Hinter dem großen, grünen Holztor, wo früher die von Pferden gezogenen Löschwagen standen, sind heute unter anderem 350 000 Dias untergebracht. "Ich habe 120 Länder der Erde bereist", sagt Achim Sperber und schaut an den Regalen voller Ordner hoch. Ob China, Japan, Australien oder Streifzüge durch nordische Gefilde - eine professionelle Kamera-Ausrüstung war natürlich immer dabei. Ein Teil der Schätze findet sich in Büchern wie "Lucky City" und Reiseführern wieder. Die sind im ersten Stockwerk des Turms untergebracht - doch soweit sind wir noch nicht. Erst einmal geht es über eine schmale Tür ins Atelier.
Ein melodisches Klingeln begleitet das Eintreten - eine Reihe Glocken, mit denen früher im Elternhaus zum Essen "gerufen" wurde, nimmt beim Bewegen der Tür ihre Arbeit auf. Der kleine, vielleicht zwölf Quadratmeter große Raum quillt über vor Material, Erinnerungsstücken und Leinwänden. Hier wird Achim Sperber zu "Joe Eagle", dem Maler, der gern mit Sand, Erde, Asche und Teer aus aller Welt und elastischem Kleber auf Leinwand arbeitet. "Der Mörser ist ein ganz wichtiges Utensil, mit dem Steine zermalen werden", sagt er. Sonnenstrahlen arbeiten sich durch eine Glasflaschensammlung, die auf schmalen Regalen vor einem hohen Fenster aufgereiht ist. Joe Eagle greift zu einem breiten Quastenpinsel und fegt überschüssiges Material von einer Leinwand. Zum Vorschein kommt ein Kreuz, Teil der Ausstellung in Börnsen, die morgen eröffnet wird.

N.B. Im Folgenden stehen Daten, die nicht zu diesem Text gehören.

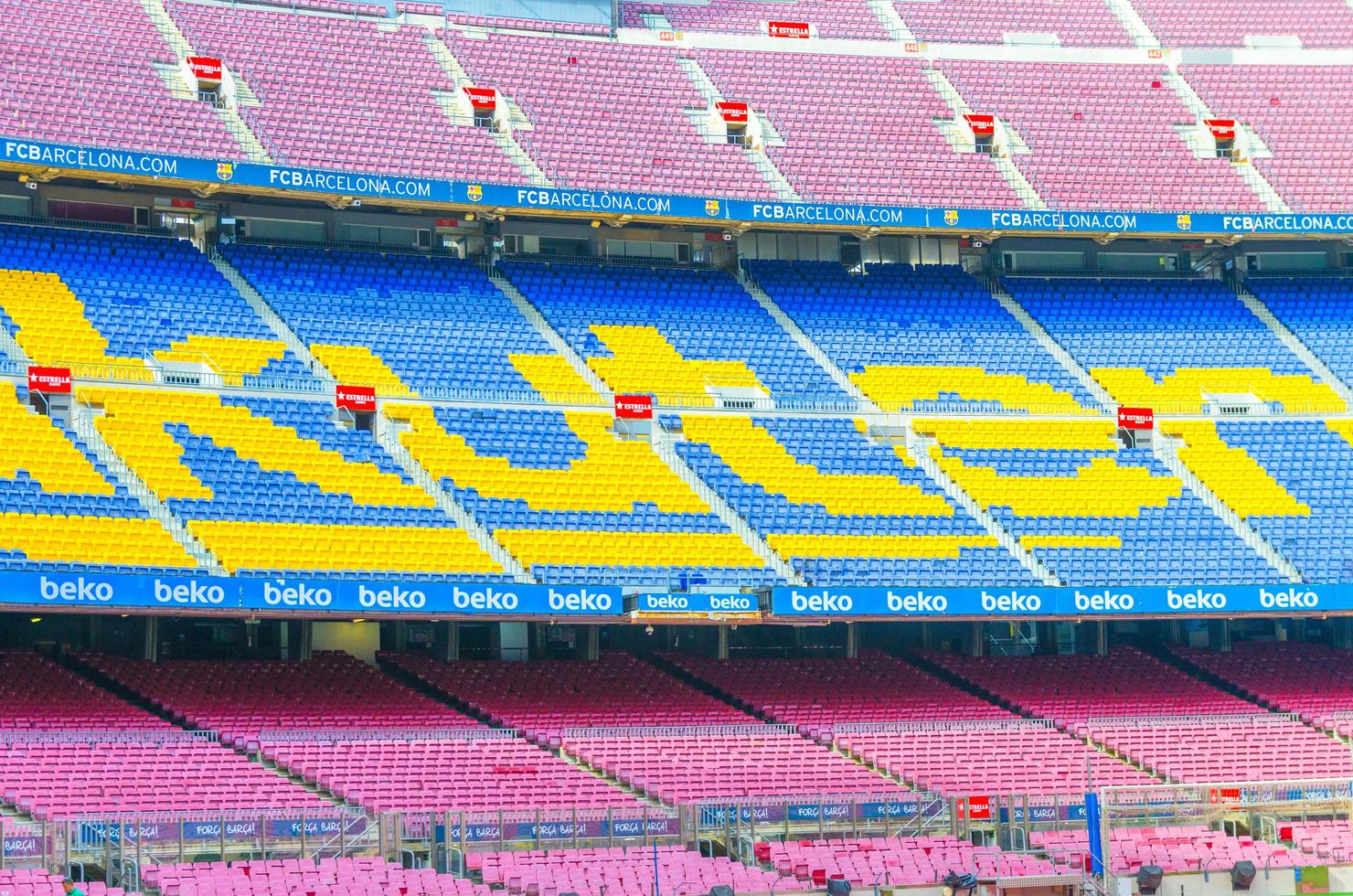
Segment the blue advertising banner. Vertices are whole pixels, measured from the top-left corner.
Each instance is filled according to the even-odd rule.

Jedes Detail in diesem Raum erzählt eine Geschichte. Unter der Holzdecke hängen Puppen, die Achim Sperber aus den USA mitgebracht hat, eine Maske aus Kenia ("Da hab ich 1972 die totale Sonnenfinsternis fotografiert"), ein Schirm von der ersten Japanreise und eine Milchkanne. "Der Milchkanne ist es irgendwie zu verdanken, dass die alte Feuerwache heute mir gehört", sagt Achim Sperber. Die Familie wohnte lange in unmittelbarer Nachbarschaft und holte ihre Milch natürlich bei Bauer Kahl nebenan. Damals habe seine sechsjährige Tochter Lydia immer an dem Turm aufgeschaut und gesagt: "Papa, wenn ich mal groß bin, dann möchte ich so ein Haus mit Turm haben." Jahre später bot sich die Gelegenheit zum Kauf und Sperber griff zu. "Damals waren darin etwa 30 000 leere Sandsäcke gelagert", erinnert er sich. Sie wurden ausgelagert und kamen beim ersten großen Oder-Hochwasser tatsächlich noch zum Einsatz.
Zwölf sehr steile Stufen führen vom Atelier hoch ins erste Stockwerk des Turms, der früher ohne Zwischenböden dem Trocknen der Feuerwehrschläuche diente. Auf der Zwischenetage hat Achim Sperber eine Art Büro eingerichtet, mit Leuchttischen zum Ansehen von Dias und Negativen, mit Regalen voller Reiseführer und Bücher, mit Erinnerungen an die Anfänge als Fotojournalist 1975. Lächelnd nimmt Sperber eine digitale Spiegelreflexkamera aus dem Jahr 1999 in die Hand, ein Riesengeschütz, dessen Speicherkarte mit eher mageren 32 Megabyte so groß war wie eine Zigarettenschachtel, wenn auch wesentlich flacher. Am Fenster stehen sich Figuren der diktatorischen chinesischen Politiker Mao und Chiang Kai-shek gegenüber. Eine Szene mit feiner Ironie, denn es wirkt, als ohrfeige die zum Gruß erhobene Hand von Mao den Gegenspieler.
Noch einmal geht es eine steile Holztreppe hinauf ins oberste Stockwerk. Hier lädt ein gemütliches Sofa zum Entspannen ein. Hier finden sich auch der Flaschenzug und der dicke Balken mit den Aufhängevorrichtungen aus holzummantelten Metallbolzen für die Schläuche. Die großen Fenster erlauben eine prächtige Aussicht - unter anderem auf die Baustelle der FF Kirchwerder-Süd. Am Montag wird dort der Grundstein für die neue Wache gelegt. Die Feuerwehr, 1890 gegründet, kehrt quasi nach Hause zurück, denn das alte Haus am Kirchwerder Elbdeich war ihr erstes Heim vor dem Umzug an den Sander Deichweg. Verbunden sind alt und neu auch aktuell: Die Baustelle wird mit Strom aus dem alten Schlauchturm gespeist.